Ash has been shopping underground, and under pieces of rotting wood, for just the perfect gift to bring home to mommy and daddy. This is the third one this week. At least this one had all three body segments, and wasn't glued to the bedroom floor by the smear that had once been it's abdomen.
Thanks, Ash.
Good kitty.
Listen to David Hasselhof and Pingu Do the Pingu
Or, you know, don't.
No, do. Do it now.
The Speaker of the House will push for replacing the nation's current tax system with a national sales tax or a value added tax. "I say I think that's a great thing to do for future generations of [2% of] Americans," [said] Speaker of the House Dennis Hastert. [,,,] these changes are critical to our economic vitality and our [wait for it] security abroad," Hastert declares in [his new book. woo.].
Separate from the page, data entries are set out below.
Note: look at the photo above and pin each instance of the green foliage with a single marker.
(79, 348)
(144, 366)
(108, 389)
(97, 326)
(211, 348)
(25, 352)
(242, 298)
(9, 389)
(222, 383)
Went to a screening of The Village last night. I'm not sure I could be more annoyed even if we'd paid to see this annoying, arrogant, sloppily constructed, preposterously revealed oh-golly-a-twist-but-where-the-hell-is-the story blockbuster-ly cast piece of utter dreck. In all of Shyamalan's interviews he goes on and on about how clever he is, and how all of his work is about creating some twist then piecing together a story around that in order to dupe the rubes in the audience. The twist here is a meta-contrivance (it's artificial! it's manufactured! right there in the movie!) that's evident from the very first scene, and which is completely unsupportable if you waste three seconds trying to buy it as a premise. Even before its revelation the poor thing is kicked around and brutally mocked by stiff putrid dialogue, and the method of said reveal is so excruciatingly bad as to break the cardinal rule of filmmaking. We went to this free screening figuring we couldn't hate it that much, not with such a great cast and with what we'd heard was lovely photography. Turns out we could. I want my $0 back.